Role of Programmed Death Protein 1(PD-1) Signaling in Regulation of Oral Cancer Pain

Abstract

Pain as an initial symptom in oral cancer is difficult to manage. 70−80% of oral cancer cells secrete programmed death ligand 1 (PD-L1) to inhibit T cell function. PD-L1 and its receptor programmed cell death protein 1 (PD-1) is a critical checkpoint in immunoregulatory pathways. Their antibodies have been proven to be novel anti-cancer drugs to treat cancers. However, the role of PD-1 signaling in the regulation of oral cancer pain is unclear. In the present project, we used acute and chronic oral cancer pain mouse models. RMP1-14, a specific anti-PD-1 antibody, was injected into spinal trigeminal nucleus caudalis (Sp5C). We observed that the PD-1 antibody significantly inhibited mechanical hypersensitivity and functional allodynia in acute oral cancer pain model, but enhanced mechanical hypersensitivity and functional allodynia in chronic oral cancer pain model.

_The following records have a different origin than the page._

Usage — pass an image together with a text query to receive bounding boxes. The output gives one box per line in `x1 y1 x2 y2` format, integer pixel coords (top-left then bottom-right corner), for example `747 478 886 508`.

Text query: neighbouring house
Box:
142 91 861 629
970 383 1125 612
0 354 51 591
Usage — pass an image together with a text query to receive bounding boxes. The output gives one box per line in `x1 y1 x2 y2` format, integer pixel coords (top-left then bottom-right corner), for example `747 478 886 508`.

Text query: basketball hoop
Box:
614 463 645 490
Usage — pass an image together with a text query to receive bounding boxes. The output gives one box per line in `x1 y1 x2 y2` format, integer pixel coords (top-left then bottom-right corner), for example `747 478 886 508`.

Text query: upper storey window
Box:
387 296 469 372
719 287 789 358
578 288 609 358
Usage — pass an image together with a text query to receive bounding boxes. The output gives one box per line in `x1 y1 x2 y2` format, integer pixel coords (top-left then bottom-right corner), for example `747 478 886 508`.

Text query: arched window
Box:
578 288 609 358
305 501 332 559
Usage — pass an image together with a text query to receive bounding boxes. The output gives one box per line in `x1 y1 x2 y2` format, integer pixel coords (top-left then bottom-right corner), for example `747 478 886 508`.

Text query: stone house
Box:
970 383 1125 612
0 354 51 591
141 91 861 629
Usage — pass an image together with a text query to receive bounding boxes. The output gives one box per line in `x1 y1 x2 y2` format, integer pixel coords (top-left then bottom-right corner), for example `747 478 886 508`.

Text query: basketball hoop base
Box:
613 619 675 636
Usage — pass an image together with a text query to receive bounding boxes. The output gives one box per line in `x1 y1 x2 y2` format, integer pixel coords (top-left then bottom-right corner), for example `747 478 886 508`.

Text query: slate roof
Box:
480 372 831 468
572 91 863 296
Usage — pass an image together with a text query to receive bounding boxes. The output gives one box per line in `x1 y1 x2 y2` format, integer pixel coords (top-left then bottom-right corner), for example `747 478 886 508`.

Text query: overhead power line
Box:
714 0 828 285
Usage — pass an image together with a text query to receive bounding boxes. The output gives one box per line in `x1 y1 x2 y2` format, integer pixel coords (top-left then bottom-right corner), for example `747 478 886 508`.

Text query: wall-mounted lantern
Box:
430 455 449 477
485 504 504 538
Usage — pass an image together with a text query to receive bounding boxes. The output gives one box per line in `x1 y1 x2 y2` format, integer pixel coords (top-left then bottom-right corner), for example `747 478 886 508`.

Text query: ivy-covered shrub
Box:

Moreover, we demonstrated the involvement of tumor necrosis factor alpha (TNFα) in oral cancer pain. TNFα was highly expressed in the Sp5C following the induction of such pain. Intra-Sp5C injection of the PD-1 antibody significantly decreased the expression of TNFα in the Sp5C of mice with acute or chronic cancer pain. We further observed that genetic deletion of TNFα or antagonism of its receptor blocked the effect of PD-1 antibody on acute oral cancer pain. In conclusion, PD-1 in the Sp5C can regulate oral cancer pain by altering the expression of TNFα in trigeminal nociceptive system. Further elucidation of the PD-1 signaling may identify potential targets for oral cancer pain management.